A deal struck at the bid price is an “aggressive” sell. Shorthand – a “sell”, what you would class as a “SUPPLY” trade.
A deal struck at the ask price is an “aggressive” buy. Shorthand – a “buy” – what you would class as a “DEMAND” trade.

Let’s say there is a sequence thus:
1. Bid = 25
2. Ask = 50
3. Trade at 50 for 75 lots. (This is an aggressive buy – reported as a buy)
4. Bid is now 50
5. Ask = 75
6. Trade at 50 for 30 lots. (This is an aggressive sell – reported as a sell).
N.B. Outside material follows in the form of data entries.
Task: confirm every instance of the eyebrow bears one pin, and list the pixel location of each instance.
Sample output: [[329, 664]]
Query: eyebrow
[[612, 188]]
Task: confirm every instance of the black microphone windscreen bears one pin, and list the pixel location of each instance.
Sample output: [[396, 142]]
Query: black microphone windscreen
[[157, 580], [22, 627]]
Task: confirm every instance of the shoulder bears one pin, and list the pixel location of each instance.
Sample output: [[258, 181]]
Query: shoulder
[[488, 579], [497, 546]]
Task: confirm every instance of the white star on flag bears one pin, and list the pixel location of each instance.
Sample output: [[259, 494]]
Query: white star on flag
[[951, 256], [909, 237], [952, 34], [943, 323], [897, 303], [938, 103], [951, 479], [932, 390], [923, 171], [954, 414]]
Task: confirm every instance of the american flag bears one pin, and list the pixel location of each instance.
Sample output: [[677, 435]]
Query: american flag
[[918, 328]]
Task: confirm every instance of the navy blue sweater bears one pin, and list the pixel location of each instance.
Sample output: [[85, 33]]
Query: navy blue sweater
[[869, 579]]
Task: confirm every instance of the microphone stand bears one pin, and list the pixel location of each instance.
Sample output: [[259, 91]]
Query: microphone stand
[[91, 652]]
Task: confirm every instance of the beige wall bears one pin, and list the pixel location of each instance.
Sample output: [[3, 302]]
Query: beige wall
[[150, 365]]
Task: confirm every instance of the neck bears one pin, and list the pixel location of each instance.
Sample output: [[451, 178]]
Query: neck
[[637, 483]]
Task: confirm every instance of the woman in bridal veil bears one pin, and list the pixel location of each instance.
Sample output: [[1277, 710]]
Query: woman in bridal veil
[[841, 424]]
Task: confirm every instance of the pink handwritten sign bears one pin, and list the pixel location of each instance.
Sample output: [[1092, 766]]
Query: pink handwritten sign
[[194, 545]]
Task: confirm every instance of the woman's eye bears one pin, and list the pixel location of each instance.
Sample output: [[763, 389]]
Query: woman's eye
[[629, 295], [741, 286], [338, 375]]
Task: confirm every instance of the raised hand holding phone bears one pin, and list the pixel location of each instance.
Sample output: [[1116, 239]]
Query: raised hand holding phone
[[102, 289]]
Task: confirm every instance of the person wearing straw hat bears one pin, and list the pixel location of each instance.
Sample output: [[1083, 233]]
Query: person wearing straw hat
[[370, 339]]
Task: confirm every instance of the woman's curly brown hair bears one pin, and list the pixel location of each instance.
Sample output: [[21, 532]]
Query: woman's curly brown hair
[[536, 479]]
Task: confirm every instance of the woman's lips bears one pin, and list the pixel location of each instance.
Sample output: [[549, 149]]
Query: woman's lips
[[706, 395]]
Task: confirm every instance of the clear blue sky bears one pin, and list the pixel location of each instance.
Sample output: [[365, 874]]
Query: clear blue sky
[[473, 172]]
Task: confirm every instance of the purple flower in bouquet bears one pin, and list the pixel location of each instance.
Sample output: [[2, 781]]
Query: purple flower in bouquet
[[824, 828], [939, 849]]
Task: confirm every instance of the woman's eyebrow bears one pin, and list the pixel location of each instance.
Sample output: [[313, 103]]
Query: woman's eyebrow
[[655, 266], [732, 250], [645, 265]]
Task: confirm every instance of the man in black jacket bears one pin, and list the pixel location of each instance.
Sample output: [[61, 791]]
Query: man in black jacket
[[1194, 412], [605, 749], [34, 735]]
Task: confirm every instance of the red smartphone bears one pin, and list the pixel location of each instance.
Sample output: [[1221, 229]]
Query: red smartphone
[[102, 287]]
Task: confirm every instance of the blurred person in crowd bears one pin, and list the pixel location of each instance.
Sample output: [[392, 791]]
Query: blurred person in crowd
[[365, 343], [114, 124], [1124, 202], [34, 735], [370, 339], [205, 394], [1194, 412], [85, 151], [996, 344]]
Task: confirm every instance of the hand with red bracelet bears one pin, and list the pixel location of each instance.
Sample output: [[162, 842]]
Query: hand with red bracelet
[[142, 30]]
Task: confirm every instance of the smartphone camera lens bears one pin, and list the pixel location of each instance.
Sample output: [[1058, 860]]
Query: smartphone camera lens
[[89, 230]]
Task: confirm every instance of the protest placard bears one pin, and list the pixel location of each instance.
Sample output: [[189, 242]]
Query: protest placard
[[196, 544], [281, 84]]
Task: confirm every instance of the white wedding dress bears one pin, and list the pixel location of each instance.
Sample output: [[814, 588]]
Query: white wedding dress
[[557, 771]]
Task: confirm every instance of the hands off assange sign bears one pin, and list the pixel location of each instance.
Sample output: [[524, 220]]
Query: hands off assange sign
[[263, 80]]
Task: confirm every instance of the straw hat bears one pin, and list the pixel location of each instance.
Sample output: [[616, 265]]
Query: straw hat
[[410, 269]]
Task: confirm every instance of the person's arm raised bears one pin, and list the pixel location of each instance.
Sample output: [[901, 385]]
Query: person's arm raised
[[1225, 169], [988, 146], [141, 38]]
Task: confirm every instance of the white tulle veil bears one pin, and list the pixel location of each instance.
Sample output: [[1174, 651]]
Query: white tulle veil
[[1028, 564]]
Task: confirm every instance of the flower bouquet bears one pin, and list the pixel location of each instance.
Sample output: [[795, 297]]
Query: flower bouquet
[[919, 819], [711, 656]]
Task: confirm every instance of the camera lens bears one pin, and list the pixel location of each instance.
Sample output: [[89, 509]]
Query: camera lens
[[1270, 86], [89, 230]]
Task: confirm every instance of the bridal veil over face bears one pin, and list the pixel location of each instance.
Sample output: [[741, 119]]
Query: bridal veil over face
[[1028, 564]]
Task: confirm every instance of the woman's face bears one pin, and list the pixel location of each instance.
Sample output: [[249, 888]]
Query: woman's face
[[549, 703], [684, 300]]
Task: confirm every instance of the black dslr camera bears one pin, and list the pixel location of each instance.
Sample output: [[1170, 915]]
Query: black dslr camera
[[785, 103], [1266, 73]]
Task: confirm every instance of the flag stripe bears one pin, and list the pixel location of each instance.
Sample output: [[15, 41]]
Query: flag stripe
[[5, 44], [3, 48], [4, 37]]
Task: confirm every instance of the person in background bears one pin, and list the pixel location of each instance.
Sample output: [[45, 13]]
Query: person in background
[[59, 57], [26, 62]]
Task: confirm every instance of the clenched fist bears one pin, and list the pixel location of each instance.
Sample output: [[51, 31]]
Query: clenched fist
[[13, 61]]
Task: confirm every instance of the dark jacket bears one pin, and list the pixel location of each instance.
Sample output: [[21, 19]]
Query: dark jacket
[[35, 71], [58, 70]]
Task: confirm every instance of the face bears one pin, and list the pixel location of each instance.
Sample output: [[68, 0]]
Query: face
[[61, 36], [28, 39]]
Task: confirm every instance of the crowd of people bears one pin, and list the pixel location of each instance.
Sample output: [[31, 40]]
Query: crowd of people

Now, my understanding of what you are saying jperl is that the second deal you would class as a “buy”, or a DEMAND trade because the previous deal was at the ask and was a DEMAND trade. I disagree with your definition here, a hit at the ask is a demand trade, a hit at the bid is a supply trade, regardless of what the previous trade was.
Well your example is somewhat incomplete. Both Trade 3 and Trade 6 was at 50 (the same price). So in my terms, you would need to know what price the previous trade occurred. If it occurred say at 25, then both trades 3 and 6 would be DEMAND trades whereas if the last trade was at 75, then trades 3 and 6 would be SUPPLY trades. It matters not what the bid/ask prices happen to be, only what the time and sales price/volume shows.